The Statue of Lázaro Cárdenas is an instance of public art in Madrid, Spain. Erected at the Parque Norte, it pays homage to Mexican President Lázaro Cárdenas, noted for welcoming into Mexico thousands of Spanish Republican exiles fleeing the Spanish Civil War and the ensuing Francoist dictatorship.

== History and description ==
A homage to Lázaro Cárdenas, the Mexican President who welcomed about 30,000 Spanish Republican exiles fleeing the Spanish Civil War and the ensuing Francoist dictatorship, was one of the first decisions taken by the democratic municipal corporation formed after the 1979 Madrid municipal election, passed in the first meeting session of the plenary of the Ayuntamiento. Costs of the structure were funded by the Ayuntamiento, while the statue was financed via popular subscription among the Spanish Republican community in Mexico. Initially intending to erect a bust, they reportedly collected so much money a full-body statue was commissioned.

The design of the project was awarded to Mexican sculptor Julián Martínez Soto, himself a Spanish exile who arrived to Mexico when he was young. Standing 3.5 metre high, the full-body statue turned up to be too big for its original tentative location at the Plaza del Presidente Cárdenas (dedicated in 1982), so a new location at the Parque Norte was eventually decided by the Ayuntamiento. Cast in bronze in Mexico, the costs for the transportation of the monument to Madrid were also funded by the Spanish Republican community in Mexico. Joaquín Roldán and Santiago Cubero had a role in the erection of the monument as architects.

The monument was unveiled on 16 November 1983 during a ceremony attended by Enrique Tierno Galván (Mayor of Madrid), Ramón Aguirre (Head of Mexico City), Amalia Solórzano (widow of Cárdenas), Cuauhtémoc Cárdenas (son of Cárdenas), Enrique Barón, Joaquín Leguina and José Federico de Carvajal, among others.

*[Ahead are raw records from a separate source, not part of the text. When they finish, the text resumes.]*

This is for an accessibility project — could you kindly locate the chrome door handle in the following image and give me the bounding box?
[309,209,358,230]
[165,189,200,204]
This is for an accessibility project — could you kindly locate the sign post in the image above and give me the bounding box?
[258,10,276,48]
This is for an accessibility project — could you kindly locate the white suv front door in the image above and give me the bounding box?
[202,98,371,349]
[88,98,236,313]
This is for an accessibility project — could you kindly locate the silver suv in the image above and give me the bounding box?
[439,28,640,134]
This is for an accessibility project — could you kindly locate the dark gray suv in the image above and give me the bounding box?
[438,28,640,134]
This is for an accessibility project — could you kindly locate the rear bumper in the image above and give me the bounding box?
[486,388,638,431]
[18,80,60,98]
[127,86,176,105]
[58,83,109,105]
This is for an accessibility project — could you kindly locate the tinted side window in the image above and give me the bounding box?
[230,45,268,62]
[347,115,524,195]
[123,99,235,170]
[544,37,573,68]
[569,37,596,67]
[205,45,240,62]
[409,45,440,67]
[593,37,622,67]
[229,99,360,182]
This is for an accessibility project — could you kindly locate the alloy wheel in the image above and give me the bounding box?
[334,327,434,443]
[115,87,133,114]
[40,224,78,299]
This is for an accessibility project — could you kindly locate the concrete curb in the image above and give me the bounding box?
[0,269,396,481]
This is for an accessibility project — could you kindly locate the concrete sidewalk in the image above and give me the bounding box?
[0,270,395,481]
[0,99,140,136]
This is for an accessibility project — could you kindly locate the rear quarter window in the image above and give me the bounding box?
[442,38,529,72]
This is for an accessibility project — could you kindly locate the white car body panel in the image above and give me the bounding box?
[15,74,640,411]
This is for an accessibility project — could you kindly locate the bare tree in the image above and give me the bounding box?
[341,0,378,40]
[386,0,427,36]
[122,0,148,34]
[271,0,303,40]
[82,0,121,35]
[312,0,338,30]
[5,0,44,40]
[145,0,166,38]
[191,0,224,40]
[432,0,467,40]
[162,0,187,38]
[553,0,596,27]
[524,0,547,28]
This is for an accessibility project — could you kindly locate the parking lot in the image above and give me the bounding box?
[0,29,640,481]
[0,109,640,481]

The two initial plaques added to the monument read: "el pueblo de madrid / a lázaro cárdenas / presidente de méxico (de 1934 a 1940)" ("The people of Madrid, to Lázaro Cárdenas, President of Mexico (from 1934 to 1940)" and "el exilio republicano / español / con honda gratitud / y reconocimiento / a lázaro cárdenas / presidente de méxico" ("the Spanish Republican exile with deep gratitude and recognition to Lázaro Cárdenas, President of Mexico").

Following an initiative of the Association of Descendants of the Spanish Exile, a new plaque reading "padre de los españoles sin patria y sin derechos, perseguidos por la tiranía y desheredados por el odio" ("father of the Spaniards without homeland and without rights, persecuted by tyranny and disinherited by hate"), a quote dedicated to Cárdenas by Álvaro de Albornoz upon the latter's arrival to Mexico as exile, was unveiled in October 2005.